Friday, October 10, 2014

Saudi activists revive women's right-to-drive campaign

On October 9, 2014, this story was sent out from AFP, and here is the version from alArabiya. A link to the story is here,  and the text is printed below.

Female driver Azza al-Shmasani alights from her car after driving in defiance of the ban in Riyadh June 22, 2011. (Reuters)
Activists in Saudi Arabia are revving up a right-to-drive campaign using social media in the kingdom, where women are faced with a de-facto ban from getting behind the wheel, a campaigner said on Thursday.

An online petition asking the Saudi government to “lift the ban on women driving” has attracted more than 2,400 signatures ahead of the campaign’s culmination on Oct. 26.

Activists are also encouraging to women to post pictures of themselves driving using a Twitter hashtag, as well as on Instagram and YouTube.
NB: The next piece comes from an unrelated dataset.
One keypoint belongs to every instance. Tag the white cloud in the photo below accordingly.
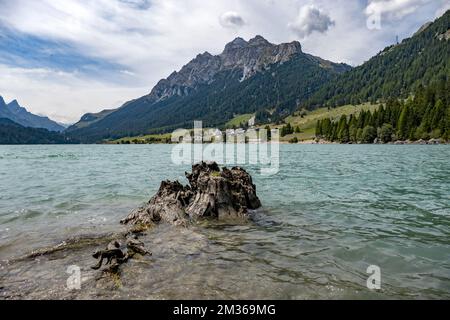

“We are trying to do something to refresh this demand” that women be allowed to drive,” one activist, Nasima al-Sada, told AFP.

“It doesn’t stop,” she said of the national campaign.
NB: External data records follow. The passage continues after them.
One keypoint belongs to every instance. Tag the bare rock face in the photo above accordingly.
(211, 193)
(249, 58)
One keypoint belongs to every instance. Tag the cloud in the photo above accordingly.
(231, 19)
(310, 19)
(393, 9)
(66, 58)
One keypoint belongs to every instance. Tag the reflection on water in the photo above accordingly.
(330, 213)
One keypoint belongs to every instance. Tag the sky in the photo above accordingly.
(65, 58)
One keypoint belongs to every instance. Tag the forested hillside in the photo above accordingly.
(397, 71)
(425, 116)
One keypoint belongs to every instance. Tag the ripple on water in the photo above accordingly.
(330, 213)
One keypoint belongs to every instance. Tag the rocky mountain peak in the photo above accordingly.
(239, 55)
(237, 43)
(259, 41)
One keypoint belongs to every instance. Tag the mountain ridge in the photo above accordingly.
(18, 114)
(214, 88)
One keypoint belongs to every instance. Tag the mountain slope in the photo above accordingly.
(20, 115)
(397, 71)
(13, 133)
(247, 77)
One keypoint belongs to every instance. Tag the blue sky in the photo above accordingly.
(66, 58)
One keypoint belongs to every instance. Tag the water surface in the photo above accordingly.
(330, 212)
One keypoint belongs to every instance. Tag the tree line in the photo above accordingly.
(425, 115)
“We are asking the ladies to sit behind the wheel and take action” on October 26 “or any day”, Sada said from the kingdom’s Eastern Province.

Last year, activists also focused their demands on Oct. 26 -- which they call a “symbolic” date as part of efforts to press for women’s right to drive.

At least 16 Saudi women were fined for taking the wheel on Oct. 26 last year.

Forced to cover from head to toe, Saudi women still need permission from a male guardian to work and marry.